On top of my yoga practice I have also started running this week. Nothing wild. Just a few miles.  Running and I have had a tumultuous relationship.  I am not one of those people that gets a high off a good run.  I usually just feel exhausted and in pain.  When I was home over winter break this year my brother had read Born to Run. I had heard a great deal about the book, and had done a bit of research into the barefoot running craze.  I must say, I was not convinced.  I think I greatly offended my brother when I told him I thought it was just a fad.  He told me that my inability to run was just in my head.  That if I set my mind to it I could just go out and run 10 miles if I wanted.  No, pretty sure I can’t.    

I rarely acknowledged when I was little that my asthma affected my life.  Until recently I either denied having it entirely, or claimed it was only a problem when I was ill.  While it’s true that it does hit me a lot harder when I have a cold, there is more to it than that. It really does affect my activity. There is no reason a healthy 20 something year old shouldn’t be able to run a few miles.  I struggle more than someone who works out as much as I do should. 

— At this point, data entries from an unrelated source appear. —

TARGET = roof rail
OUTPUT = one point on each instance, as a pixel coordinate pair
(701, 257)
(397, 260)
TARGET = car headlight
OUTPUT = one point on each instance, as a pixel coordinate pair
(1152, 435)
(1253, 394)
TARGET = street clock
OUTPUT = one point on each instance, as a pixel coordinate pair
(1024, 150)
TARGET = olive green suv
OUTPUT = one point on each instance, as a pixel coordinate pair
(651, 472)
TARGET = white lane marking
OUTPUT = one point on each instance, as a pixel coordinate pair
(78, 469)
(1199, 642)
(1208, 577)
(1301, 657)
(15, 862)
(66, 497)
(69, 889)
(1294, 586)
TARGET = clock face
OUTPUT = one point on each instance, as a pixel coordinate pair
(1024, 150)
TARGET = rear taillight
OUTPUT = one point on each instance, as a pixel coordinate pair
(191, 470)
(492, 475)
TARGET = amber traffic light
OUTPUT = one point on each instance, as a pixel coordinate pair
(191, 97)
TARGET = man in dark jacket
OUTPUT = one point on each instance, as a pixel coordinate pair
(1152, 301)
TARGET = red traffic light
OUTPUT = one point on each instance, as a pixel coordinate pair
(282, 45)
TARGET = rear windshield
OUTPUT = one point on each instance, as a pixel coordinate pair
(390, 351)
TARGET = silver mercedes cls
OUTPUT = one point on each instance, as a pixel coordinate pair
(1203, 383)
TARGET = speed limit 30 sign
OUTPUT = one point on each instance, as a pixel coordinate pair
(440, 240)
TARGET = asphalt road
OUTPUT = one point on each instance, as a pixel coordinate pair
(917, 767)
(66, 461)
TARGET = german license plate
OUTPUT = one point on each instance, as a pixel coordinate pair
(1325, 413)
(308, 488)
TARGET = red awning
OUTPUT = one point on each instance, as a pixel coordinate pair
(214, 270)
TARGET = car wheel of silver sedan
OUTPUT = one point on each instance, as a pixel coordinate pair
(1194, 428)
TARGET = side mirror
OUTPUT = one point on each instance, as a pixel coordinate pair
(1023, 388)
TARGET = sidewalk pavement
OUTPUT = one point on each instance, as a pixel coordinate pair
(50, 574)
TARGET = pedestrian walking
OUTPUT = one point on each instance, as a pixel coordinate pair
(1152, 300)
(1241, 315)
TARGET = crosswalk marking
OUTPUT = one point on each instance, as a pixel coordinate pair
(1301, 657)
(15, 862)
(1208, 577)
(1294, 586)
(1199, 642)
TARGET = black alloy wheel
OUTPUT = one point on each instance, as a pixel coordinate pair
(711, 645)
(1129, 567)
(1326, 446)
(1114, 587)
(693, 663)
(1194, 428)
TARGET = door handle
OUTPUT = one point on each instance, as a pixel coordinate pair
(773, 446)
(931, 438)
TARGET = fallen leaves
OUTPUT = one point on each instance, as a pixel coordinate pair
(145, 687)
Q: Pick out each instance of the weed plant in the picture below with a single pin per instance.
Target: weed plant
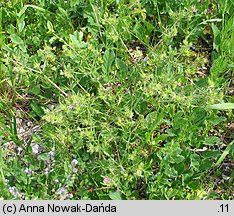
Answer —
(116, 99)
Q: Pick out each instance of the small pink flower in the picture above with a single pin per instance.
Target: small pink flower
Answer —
(71, 107)
(106, 180)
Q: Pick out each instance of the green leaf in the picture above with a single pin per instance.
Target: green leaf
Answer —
(225, 153)
(115, 195)
(16, 39)
(211, 140)
(222, 106)
(108, 59)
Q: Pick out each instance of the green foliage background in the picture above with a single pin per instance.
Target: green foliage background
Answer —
(131, 90)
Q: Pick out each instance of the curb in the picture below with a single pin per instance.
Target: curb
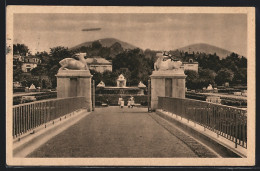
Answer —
(33, 140)
(220, 147)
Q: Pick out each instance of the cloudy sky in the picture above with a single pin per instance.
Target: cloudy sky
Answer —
(154, 31)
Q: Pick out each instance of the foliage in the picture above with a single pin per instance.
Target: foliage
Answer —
(21, 49)
(224, 75)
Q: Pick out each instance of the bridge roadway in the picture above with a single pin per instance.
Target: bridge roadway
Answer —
(127, 132)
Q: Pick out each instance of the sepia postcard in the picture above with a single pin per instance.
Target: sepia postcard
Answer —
(130, 86)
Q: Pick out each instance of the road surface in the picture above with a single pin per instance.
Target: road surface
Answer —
(127, 132)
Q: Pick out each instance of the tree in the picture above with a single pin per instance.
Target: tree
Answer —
(207, 76)
(96, 45)
(21, 49)
(191, 79)
(224, 75)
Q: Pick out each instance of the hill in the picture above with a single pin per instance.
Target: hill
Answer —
(106, 42)
(206, 48)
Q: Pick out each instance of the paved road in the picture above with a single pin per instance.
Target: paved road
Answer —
(115, 132)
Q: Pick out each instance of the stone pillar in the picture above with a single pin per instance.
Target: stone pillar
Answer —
(158, 85)
(73, 83)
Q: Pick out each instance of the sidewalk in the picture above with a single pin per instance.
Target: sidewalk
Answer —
(199, 131)
(28, 142)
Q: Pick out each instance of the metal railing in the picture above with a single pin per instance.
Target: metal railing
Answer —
(229, 122)
(28, 116)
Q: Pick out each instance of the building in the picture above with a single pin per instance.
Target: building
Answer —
(29, 62)
(99, 64)
(191, 65)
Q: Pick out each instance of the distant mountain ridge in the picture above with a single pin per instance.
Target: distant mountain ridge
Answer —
(107, 42)
(198, 47)
(206, 48)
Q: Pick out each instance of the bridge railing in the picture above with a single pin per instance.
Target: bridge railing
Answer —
(28, 116)
(229, 122)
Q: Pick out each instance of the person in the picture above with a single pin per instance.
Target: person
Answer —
(132, 102)
(122, 103)
(119, 101)
(129, 103)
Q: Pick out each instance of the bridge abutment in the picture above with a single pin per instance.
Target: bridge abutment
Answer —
(73, 83)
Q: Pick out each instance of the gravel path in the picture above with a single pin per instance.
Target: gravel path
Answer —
(115, 132)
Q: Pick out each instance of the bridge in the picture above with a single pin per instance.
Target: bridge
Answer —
(171, 126)
(128, 132)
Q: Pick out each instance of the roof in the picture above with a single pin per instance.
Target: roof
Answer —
(98, 61)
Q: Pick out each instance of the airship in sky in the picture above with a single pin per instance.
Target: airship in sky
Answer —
(91, 29)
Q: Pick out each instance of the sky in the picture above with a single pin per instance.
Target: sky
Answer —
(40, 32)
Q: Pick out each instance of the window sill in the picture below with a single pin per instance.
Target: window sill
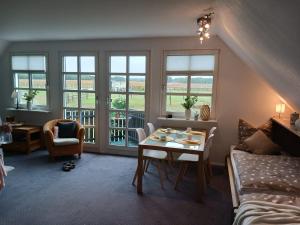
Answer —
(26, 110)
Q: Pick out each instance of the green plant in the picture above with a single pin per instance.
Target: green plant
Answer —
(119, 103)
(30, 95)
(189, 102)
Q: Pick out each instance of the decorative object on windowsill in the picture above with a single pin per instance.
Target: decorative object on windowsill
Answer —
(15, 95)
(280, 108)
(205, 112)
(297, 124)
(204, 23)
(294, 117)
(189, 102)
(196, 115)
(29, 97)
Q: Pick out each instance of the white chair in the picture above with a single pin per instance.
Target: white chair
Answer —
(151, 128)
(186, 158)
(148, 155)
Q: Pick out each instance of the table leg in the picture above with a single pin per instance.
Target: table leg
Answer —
(139, 187)
(200, 178)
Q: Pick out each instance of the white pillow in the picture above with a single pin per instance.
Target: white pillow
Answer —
(260, 144)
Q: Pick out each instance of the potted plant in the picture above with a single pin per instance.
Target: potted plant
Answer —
(189, 102)
(29, 97)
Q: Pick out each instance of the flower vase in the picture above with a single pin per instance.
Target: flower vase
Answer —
(188, 114)
(29, 105)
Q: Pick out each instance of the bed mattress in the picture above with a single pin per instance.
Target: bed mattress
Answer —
(273, 174)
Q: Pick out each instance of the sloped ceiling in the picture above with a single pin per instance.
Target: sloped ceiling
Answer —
(266, 35)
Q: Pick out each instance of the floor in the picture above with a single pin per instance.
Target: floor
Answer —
(99, 191)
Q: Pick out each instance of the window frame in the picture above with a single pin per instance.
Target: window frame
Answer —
(30, 73)
(189, 74)
(79, 91)
(127, 54)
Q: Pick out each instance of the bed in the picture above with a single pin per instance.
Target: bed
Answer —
(266, 183)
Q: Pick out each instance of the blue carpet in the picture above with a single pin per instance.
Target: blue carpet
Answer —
(99, 191)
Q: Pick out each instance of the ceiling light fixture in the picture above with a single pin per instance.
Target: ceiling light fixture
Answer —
(204, 23)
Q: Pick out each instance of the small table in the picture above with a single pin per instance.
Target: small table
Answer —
(25, 139)
(173, 146)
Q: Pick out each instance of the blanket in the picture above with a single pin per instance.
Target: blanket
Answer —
(266, 213)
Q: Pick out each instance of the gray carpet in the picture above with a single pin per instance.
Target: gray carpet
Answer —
(99, 191)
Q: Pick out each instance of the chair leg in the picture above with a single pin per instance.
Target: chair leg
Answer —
(180, 174)
(146, 169)
(160, 174)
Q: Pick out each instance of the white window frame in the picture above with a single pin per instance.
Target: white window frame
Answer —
(126, 149)
(30, 72)
(78, 91)
(189, 73)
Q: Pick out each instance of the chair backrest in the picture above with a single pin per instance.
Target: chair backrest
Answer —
(141, 134)
(212, 131)
(151, 128)
(208, 144)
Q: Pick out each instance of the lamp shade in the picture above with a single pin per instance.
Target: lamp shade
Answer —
(280, 108)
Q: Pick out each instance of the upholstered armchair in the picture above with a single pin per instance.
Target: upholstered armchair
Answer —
(63, 146)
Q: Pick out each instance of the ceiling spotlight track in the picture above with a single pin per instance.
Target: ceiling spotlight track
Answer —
(204, 23)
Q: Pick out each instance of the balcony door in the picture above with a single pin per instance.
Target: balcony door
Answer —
(126, 98)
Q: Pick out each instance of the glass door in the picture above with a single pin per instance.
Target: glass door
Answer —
(126, 98)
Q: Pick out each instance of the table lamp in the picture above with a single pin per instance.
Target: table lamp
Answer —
(15, 95)
(280, 108)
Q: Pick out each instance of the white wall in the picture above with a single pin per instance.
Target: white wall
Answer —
(240, 92)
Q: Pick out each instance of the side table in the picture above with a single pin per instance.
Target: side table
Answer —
(25, 139)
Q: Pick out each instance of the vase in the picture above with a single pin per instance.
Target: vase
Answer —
(29, 105)
(188, 114)
(205, 112)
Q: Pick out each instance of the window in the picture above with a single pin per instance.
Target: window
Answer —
(30, 73)
(127, 95)
(79, 98)
(188, 74)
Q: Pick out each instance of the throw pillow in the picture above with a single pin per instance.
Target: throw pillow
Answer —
(246, 130)
(260, 144)
(66, 129)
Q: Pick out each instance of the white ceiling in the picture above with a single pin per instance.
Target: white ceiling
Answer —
(89, 19)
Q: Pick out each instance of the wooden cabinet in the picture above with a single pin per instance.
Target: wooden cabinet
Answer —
(25, 139)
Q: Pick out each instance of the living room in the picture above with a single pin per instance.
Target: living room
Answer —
(115, 62)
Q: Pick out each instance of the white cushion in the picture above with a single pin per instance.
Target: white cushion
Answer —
(65, 141)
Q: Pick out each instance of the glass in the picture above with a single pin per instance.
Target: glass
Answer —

About a year ago I was training for a sprint triathlon.  While that may be no big deal to some, it was a huge goal for me.  I was in the gym twice a day, every day, swimming, running, biking and lifting.  After H1N1 turned bronchitis (thanks asthma) turned sinusitis, turned freak allergic reaction turned meningitis I was out of commission for the tri and again fell into a rut of not working out.  I always go in spurts.  I have played just about every sport there is to play, for a season.  I haven’t found anything (until yoga) that I really loved doing.  One thing I did love at the end of my tri training was the way I looked. 

I am once again going to train for something. And hope that I don’t break and ankle or get pneumonia before it.  There is a marathon on the coast in the fall that a few friends did this year.  Maybe I’ll humor my brother a little bit and see about those 10+ miles he seems to think I can do.  And maybe a little struggle is worth the killer legs.  I'll give it a shot.